The findings in the case are not as detailed as one might wish, but the appellants are in no position to complain. In fact, they do not complain. They do not urge that the findings are insufficient in form or in substance. And, as a matter of fact, the record shows that counsel for both appellants endorsed their approval of the findings as to form on the document itself, presumably before it was signed by the trial judge.
As is said in Richter v. Walker, 36 Cal.2d 634, 640, 226 P.2d 593, 596:
‘[W]hile full findings are required upon all material issues a judgment will not be set aside on appeal because of a failure to make an express finding upon an issue if a finding thereon, consistent with the judgment, results by necessary implication from the express findings which are made. (See 24 Cal.Jur. 974, § 207, and cases cited.)’
(See also Gross v. Needham, 184 Cal.App.2d 446, 456, 7 Cal.Rptr. 664.)
The court's express finding that the damages were only $14,300 amounts to an implied determination that no other damages were sustained by the cross-complainants. This inference is further borne out by the court's order for judgment in which it is stated that aside from the damages for the removal of the roof and the readjustment of the building the contentions of the cross-complainants are entirely devoid of merit. While a trial court's memorandum opinion cannot take the place of findings of fact, there is authority to the effect that on appeal the memorandum may be consulted in the absence of a specific finding of fact to ascertain what the court would have found. (MacMillan Petroleum Corp. v. Griffin, 116 Cal.App.2d 425, 427, 255 P.2d 75; Rose v. Hunter, 155 Cal.App.2d 319, 323, 317 P.2d 1027.)

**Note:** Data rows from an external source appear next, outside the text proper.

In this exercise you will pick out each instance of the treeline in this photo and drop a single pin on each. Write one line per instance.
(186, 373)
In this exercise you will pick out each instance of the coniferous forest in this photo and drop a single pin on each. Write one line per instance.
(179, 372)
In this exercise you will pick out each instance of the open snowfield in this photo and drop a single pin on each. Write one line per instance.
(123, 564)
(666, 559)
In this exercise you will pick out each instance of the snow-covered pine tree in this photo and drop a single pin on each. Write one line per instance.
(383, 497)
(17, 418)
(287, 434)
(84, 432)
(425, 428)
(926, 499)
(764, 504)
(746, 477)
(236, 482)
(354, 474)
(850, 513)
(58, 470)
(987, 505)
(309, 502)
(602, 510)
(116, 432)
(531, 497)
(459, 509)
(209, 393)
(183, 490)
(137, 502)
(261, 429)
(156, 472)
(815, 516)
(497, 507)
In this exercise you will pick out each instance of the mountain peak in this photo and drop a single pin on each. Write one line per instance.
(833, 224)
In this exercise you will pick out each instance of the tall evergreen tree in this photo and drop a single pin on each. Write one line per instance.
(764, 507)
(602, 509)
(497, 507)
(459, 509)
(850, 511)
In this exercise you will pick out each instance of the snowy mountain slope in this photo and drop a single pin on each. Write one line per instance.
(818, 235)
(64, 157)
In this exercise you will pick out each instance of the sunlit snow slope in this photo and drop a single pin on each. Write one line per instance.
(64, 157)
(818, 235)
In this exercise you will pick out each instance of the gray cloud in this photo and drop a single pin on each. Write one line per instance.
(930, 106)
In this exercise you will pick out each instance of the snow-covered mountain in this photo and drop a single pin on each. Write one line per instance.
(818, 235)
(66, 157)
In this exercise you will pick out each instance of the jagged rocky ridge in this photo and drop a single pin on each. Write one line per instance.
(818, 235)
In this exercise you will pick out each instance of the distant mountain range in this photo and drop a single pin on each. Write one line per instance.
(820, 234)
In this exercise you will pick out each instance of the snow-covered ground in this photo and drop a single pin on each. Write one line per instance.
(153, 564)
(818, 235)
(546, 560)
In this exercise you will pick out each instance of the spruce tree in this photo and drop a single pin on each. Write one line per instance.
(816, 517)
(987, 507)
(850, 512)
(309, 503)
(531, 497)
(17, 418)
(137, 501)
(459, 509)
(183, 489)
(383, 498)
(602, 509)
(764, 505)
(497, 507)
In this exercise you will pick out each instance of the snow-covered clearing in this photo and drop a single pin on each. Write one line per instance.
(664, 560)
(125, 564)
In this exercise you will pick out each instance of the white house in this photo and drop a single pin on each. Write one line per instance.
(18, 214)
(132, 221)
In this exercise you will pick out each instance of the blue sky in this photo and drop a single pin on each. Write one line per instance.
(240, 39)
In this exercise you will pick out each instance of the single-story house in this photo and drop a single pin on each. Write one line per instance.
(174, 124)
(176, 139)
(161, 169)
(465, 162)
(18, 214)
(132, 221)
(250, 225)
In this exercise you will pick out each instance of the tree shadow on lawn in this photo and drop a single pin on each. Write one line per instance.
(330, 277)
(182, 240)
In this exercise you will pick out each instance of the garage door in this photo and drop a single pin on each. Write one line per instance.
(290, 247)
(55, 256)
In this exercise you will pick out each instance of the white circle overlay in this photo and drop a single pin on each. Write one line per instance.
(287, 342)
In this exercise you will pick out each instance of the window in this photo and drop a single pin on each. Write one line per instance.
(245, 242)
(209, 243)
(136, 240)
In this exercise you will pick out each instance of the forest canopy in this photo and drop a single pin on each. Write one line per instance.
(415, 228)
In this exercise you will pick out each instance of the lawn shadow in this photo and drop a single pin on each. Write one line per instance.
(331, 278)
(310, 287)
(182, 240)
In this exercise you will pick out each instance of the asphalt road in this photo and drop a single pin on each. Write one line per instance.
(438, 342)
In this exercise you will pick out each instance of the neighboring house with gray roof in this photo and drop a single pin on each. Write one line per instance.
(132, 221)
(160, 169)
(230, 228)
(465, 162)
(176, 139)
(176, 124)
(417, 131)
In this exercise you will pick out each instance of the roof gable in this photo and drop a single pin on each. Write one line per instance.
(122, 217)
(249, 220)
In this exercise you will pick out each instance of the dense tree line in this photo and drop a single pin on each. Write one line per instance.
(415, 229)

If the court used the figures set out in the escrow instructions signed by the parties on July 23 and July 29, 1959, it noted that the motel was given a value of $105,000, the warehouse $20,000 and the boat, the ‘Blue Moon,’ $19,300. If it subtracted the conceded amount of the liens existing on the motel property in Santa Clara County from the agreed value of the motel, it secured a result of $40,387.23 that the Sahlmans were paying according to the escrow instructions, and if it added the values of the boat and warehouse as set forth in the instructions, the Sahlmans were receiving $39,300, and the ‘bad bargain’ claimed to have been made by the Sahlmans amounted only to the sum of $1,087.23. If the court was persuaded that the boat was actually worth approximately $30,500, as reported by the Sahlmans' expert, instead of the $19,300 noted in the escrow instructions, the Sahlmans were on that basis actually receiving more in value than they were giving in exchange.
The duty of this court begins and ends with the ascertainment that the trial court's findings are supported by substantial evidence; we have nothing to do with deciding where the weight of the evidence lies or with the question of the veracity of witnesses; those are duties which the trial court must perform and with which we cannot interfere.
The judgment is affirmed.
CONLEY, Presiding Justice.
STONE, J., concurs. BROWN, J., being disqualified, did not participate.